On Sun, Feb 10, 2013 at 7:51 AM, Alexander Berntsen
<alexan...@plaimi.net> wrote:
>
> On 10/02/13 13:11, Rich Freeman wrote:
>> - just look up your average non-core piece of FOSS software and the
>>  first thing their Ubuntu install instructions will tell you to do
>> is to add some repository to your list.
> And the second search result is the Ubuntu troubleshooting broken
> installs as a result of adding other repositories.
>
> I accept that there may exist reasons for using overlays. "Ubuntu do
> it!" is not one.

I have mixed feelings on this.  I'd never advocate doing anything
simply because everybody else is doing it - if I wanted to use Ubuntu
I'd be using Ubuntu.

There are pros/cons to overlays right now:
Pros include:
1.  More flexible maintenance model.  The overlay maintainer can
choose who has access to it.  They don't have to worry about people
making tree-wide commits without knowing what they're doing, because
any damage is contained to the overlay (though obviously any package
in an overlay could mess with anything on a user's system).

2.  More flexible QA model.  Usually that means less QA, which has its
own pros and cons, but it /could/ actually mean more QA, or just
different QA.  Right now we have no way of communicating to users
(beyond masks) that packages vary in quality level, and overlays could
be a way to accomplish this.  You could also have a set of related
overlays that provide a dev/test/stable experience.

Cons include:
1.  No relationship to the tree.  If somebody messes with one of your
dependencies they will not take any care not to break your package.

2.  Non-mainstream experience.  Because Gentoo tends to be
overlay-averse, most users don't use them at all.

3.  No real organization.  Beyond an entry in the layman list there
really isn't any systematic tracking of overlays and their
quality/etc.  We don't "grade" overlays or anything like that.

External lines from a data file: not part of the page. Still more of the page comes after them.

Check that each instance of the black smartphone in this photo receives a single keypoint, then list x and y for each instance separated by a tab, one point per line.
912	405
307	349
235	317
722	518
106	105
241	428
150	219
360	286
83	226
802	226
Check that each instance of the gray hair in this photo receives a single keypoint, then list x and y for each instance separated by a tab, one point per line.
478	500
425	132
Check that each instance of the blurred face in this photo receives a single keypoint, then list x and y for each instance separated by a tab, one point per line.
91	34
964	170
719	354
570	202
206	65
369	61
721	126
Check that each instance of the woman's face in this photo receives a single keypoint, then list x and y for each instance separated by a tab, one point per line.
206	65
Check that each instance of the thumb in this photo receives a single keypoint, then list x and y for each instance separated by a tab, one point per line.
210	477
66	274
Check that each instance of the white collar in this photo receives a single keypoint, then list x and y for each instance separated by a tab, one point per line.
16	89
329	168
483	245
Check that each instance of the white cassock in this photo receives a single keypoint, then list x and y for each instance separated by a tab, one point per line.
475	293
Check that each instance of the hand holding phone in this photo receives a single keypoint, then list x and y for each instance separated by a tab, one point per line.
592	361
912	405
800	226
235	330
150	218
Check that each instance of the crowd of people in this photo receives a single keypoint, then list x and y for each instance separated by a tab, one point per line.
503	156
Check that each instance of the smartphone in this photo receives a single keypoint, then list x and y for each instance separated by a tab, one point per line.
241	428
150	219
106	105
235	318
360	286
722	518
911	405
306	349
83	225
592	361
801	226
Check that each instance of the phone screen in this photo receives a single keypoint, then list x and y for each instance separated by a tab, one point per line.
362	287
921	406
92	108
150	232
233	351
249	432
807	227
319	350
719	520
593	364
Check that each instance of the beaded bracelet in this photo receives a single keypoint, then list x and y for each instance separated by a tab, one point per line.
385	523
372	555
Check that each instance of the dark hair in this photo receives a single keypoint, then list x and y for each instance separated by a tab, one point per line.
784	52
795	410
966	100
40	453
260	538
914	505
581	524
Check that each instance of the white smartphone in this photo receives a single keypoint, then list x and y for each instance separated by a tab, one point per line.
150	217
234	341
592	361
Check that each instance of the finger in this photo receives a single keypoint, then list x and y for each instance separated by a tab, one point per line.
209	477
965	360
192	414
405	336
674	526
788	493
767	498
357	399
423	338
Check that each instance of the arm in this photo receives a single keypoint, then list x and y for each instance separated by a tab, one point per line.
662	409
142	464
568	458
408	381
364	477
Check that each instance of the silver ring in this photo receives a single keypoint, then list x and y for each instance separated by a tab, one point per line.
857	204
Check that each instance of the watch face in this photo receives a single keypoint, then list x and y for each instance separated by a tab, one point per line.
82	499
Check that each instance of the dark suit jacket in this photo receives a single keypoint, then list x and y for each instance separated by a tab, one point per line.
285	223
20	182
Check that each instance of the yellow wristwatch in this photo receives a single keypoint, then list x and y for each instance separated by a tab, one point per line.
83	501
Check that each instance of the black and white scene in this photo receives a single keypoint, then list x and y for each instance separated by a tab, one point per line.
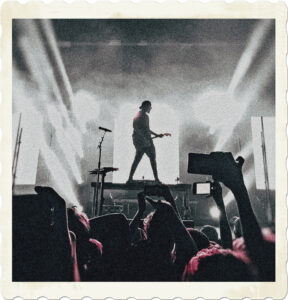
143	150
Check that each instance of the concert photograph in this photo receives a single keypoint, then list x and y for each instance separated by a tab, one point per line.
143	150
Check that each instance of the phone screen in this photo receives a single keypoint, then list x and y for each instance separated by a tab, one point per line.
203	188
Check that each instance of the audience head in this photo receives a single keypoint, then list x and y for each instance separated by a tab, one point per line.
146	106
157	232
113	232
199	238
217	265
236	226
210	232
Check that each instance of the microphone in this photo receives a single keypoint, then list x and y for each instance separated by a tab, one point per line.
105	129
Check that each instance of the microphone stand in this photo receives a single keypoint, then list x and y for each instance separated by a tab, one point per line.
95	203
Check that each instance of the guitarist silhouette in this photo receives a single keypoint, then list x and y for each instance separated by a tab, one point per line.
143	142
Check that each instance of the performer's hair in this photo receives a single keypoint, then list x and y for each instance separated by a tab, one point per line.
145	103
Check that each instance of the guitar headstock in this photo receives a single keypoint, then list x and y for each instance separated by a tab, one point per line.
167	134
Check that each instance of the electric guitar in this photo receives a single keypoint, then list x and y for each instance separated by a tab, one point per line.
161	135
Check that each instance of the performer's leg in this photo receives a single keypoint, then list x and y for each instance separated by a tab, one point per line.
151	153
138	156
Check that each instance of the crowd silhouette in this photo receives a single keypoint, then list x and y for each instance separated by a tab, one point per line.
54	243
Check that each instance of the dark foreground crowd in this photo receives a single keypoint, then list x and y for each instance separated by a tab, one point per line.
52	243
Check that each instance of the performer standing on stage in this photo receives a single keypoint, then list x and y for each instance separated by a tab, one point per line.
142	140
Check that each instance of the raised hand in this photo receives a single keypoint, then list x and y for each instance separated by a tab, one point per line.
141	202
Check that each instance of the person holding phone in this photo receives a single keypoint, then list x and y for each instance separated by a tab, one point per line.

#1 is the biggest con I'd say.  It is made worse by the fact that we
don't have a main repository QA cycle (I'm not suggesting we have
one).  For something like Ubuntu anybody maintaining a 3rd party
repository can monitor the release cycle and test against the new
dependency versions before they are released and be ready on day one.
For Gentoo you would have to pay very close attention to bugzilla,
lists, irc, and perhaps even mail aliases (not open to the public) to
have any idea that some change is about to happen to one of your
dependencies if you aren't in the main tree.

A fix for #1 might be some way to allow external parties to register
interest in upcoming changes and get alerted.  Then those changing
libs could just trigger the alerts (and that system might also file
bugs against in-tree packages to request testing).  We obviously
wouldn't consider any outside overlays blockers, but we could be nicer
to them.  Of course, that takes work and I'm skeptical that this would
ever happen.

So, those are just my thoughts on overlays.  I don't think they're a
bad thing.  However, there are some things about Gentoo that make them
less practical than on other distros.  I won't argue that you get the
best possible experience if the package is in the tree AND IT IS
MAINTAINED.  The problem is that in a volunteer-based organization the
second half of that is hard to guarantee.